Metropolitan News-Enterprise

 

Thursday, February 2, 2006

 

Page 11

 

REMINISCING (Column)

Coca-Cola Company Wins Verdicts Despite Owner’s Admissions

 

By ROGER M. GRACE

 

The Coca-Cola Company wanted its money back.

Taxed under the War Revenue Act of 1898 on the ground that its product was a medical preparation, the company insisted that Coke was nothing but a soda fountain beverage.

However, that contention flew in the face of advertising of the drink as a cure for headaches and nervous exhaustion.

As related here last week, in the first trial of Coca-Coca’s federal action in Atlanta for a refund, in 1901, there was a hung jury, the vote being 11-1 in favor of the drink maker. The near-win came despite the admission of the owner and president of the Coca-Cola Company, Asa G. Candler, that the advertising of Coke as a medical remedy virtually stopped for the very purpose of skirting the tax, and that the properties of the drink had not changed.

That brings us to the second trial, in 1902. Candler’s testimony at that trial also put the company’s legal position in jeopardy.

There was this dialogue during cross-examination of Candler (a future mayor of Atlanta):

Another witness for Coca-Cola was John S. Candler, vice president of the company and a younger brother of Asa Candler. He told of his conversation with an Internal Revenue Department official in Washington in which he urged that Coke not be subjected to the war tax. An aspect of the testimony that rendered it noteworthy under today’s ethical standards is that Candler was, at the time he engaged in the lobbying (as well as at the time he testified), a judge of the Superior Court in Atlanta. (He ascended to membership on the Georgia Supreme Court later in 1902.)

The second trial ended on Feb. 5, 1902 with an 11-0 verdict for the Coca-Cola Company. (An ill juror had been excused and the parties agreed to continue with less than a dozen in the box.) Damages were set at $10,858.86 in principal, plus $2,072.35 in interest, covering the period from June 1, 1898-June 29, 1899.

An article in the Atlanta Constitution commented:

“The appeal papers in the case will, including Judge [William T.] Newman’s charge [to the jury], make quite an extensive lot of reading and will give the transcriber, whether the work is done by pen and ink or by a machine, a long time job.”

Affirmance came Oct. 21, 1902 in a one-line order from the Fifth U.S. Circuit Court of Appeals which read, simply, “The judgment of the circuit court is affirmed.”

Meanwhile, the Coca-Cola Company had instituted a second action, seeking a refund of taxes for a later period, Aug. 5, 1899-July 1, 1901. In the trial of that action, the government now contended not only that Coca-Cola was a medical compound, but that it was was so strong a one that it should be sold only on a doctor’s prescription.

The government showed that the Coca-Cola Company operated under a charter granted Jan. 29, 1892 by the Fulton County, Ga. Superior Court, and that the application for that charter specified that “the object of the association is the manufacture and sale of a copyrighted medicinal article known as Coca Cola.”

It was during the seminal years of the 1900s, and perhaps edging back a bit, that Coca-Cola had started trying to filter out the cocaine while supposedly still using both “coca” and “cola” so as to maintain its name. Curiously, the government’s evidence at the second trial suggested that cola nuts, which had supplied caffeine to the drink, were no longer in the recipe.

At the first trial, it was assumed that the presence of caffeine in Coca-Cola was incidental to use of cola nuts as an ingredient. At the second trial, the U.S. Attorney’s Office argued that new evidence required a different result from before—that evidence being that “pure caffeine,” which it characterized as being nothing other than a drug, was dumped into Coke.

On Feb. 11, 1903, the jury found for the Coca-Cola Company in the amount of $28,864.95, plus interest.

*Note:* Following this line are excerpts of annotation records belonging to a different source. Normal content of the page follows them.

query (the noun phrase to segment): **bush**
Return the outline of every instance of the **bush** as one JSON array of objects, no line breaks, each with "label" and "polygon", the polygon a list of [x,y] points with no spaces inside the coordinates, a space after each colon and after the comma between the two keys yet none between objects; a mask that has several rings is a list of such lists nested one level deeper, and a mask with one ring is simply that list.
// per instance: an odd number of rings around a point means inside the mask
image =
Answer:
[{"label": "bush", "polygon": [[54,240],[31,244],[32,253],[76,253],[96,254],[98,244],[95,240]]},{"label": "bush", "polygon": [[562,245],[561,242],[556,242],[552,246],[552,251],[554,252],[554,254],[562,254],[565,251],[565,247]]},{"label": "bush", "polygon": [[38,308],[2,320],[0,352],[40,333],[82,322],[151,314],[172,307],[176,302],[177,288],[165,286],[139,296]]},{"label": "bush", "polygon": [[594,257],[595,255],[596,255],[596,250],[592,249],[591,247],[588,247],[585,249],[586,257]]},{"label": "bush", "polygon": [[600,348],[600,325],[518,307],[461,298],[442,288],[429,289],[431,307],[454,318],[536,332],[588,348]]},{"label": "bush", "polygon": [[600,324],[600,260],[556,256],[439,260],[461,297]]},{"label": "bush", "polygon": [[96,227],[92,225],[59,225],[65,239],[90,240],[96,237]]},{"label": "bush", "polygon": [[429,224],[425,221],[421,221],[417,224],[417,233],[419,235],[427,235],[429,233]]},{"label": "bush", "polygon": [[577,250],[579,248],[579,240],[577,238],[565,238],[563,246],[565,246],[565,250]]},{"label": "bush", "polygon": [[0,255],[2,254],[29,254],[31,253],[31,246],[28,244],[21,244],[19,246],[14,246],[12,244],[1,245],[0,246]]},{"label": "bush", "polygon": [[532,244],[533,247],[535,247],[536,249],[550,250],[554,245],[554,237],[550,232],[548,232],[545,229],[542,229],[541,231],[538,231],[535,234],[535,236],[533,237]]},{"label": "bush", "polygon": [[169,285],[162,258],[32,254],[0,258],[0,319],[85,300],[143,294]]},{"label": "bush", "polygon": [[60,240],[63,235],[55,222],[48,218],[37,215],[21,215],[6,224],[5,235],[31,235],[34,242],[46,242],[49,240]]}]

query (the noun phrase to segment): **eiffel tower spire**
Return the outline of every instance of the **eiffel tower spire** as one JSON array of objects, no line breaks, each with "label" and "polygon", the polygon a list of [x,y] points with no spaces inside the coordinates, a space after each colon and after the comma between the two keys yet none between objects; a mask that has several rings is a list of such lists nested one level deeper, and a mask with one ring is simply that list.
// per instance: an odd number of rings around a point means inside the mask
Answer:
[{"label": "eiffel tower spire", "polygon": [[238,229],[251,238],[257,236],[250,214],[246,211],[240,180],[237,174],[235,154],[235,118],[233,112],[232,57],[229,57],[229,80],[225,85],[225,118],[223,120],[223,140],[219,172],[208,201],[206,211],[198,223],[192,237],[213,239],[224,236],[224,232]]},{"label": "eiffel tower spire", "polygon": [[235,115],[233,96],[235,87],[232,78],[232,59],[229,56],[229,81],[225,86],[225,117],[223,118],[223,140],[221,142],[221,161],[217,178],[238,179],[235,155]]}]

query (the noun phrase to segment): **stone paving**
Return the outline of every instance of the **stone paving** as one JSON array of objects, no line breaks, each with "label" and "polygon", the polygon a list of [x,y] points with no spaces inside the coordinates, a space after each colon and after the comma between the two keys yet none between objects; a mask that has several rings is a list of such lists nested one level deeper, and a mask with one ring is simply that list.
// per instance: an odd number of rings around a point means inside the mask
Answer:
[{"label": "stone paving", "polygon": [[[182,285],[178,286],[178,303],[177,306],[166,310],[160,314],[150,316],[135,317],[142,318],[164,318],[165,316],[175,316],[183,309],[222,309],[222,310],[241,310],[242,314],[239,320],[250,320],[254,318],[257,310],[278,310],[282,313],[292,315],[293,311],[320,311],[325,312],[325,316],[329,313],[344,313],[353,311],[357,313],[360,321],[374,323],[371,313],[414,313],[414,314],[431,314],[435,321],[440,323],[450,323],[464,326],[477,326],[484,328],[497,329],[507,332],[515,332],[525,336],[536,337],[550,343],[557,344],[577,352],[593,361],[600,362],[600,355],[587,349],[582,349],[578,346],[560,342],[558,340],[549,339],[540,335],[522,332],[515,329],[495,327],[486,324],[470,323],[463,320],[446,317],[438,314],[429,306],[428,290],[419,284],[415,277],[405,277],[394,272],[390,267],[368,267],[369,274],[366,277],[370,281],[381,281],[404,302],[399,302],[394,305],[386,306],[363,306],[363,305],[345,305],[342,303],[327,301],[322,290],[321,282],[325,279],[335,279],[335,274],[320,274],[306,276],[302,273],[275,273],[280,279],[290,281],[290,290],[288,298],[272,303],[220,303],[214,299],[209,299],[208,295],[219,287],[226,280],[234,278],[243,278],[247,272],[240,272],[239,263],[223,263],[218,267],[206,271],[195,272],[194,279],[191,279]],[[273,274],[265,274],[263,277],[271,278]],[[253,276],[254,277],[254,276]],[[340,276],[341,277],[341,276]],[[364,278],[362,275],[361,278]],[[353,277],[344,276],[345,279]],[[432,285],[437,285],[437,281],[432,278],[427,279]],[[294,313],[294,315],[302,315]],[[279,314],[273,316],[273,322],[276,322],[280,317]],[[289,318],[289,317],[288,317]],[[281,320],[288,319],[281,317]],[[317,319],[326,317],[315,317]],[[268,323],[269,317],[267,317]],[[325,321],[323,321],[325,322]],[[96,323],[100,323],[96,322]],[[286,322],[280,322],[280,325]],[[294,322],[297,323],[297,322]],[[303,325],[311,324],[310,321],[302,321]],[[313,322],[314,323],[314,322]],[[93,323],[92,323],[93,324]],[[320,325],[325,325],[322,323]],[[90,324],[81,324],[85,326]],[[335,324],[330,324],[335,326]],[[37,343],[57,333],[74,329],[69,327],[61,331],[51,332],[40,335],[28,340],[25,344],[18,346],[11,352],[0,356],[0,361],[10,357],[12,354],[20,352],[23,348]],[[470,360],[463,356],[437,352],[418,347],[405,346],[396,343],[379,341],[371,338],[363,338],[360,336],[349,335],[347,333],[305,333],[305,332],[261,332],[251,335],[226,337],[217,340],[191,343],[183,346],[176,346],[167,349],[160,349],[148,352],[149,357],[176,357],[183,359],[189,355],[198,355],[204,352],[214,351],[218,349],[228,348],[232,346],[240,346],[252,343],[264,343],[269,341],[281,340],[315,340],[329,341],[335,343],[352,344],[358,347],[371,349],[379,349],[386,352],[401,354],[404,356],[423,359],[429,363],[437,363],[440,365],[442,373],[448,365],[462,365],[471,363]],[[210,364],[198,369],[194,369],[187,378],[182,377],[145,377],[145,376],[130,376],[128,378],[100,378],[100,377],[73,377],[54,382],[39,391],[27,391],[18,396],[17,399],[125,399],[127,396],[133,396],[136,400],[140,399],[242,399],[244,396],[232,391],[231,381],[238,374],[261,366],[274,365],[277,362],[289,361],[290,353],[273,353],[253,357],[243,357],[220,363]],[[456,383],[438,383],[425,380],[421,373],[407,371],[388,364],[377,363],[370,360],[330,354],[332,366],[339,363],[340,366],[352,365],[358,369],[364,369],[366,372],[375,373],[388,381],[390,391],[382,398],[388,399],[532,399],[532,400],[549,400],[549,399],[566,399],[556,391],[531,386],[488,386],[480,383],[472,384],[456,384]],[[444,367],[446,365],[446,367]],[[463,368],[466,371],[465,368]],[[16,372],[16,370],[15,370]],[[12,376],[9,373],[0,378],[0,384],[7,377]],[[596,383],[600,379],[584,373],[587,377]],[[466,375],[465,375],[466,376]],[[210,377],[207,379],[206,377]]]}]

Affirmance by the Fifth Circuit came Oct. 17, 1903. The order said:

“As we find that the taxable character of Coco-Cola [sic], under the revenue act, was settled adversely to the United States in the former adjudication…, duly pleaded on the trial, the record herein presents no reversible error, and the judgment of the Circuit Court is affirmed.”

Conclusion of that litigation did not end Coca-Cola’s conflict with the federal government. The next fray was to go all the way to the U.S. Supreme Court.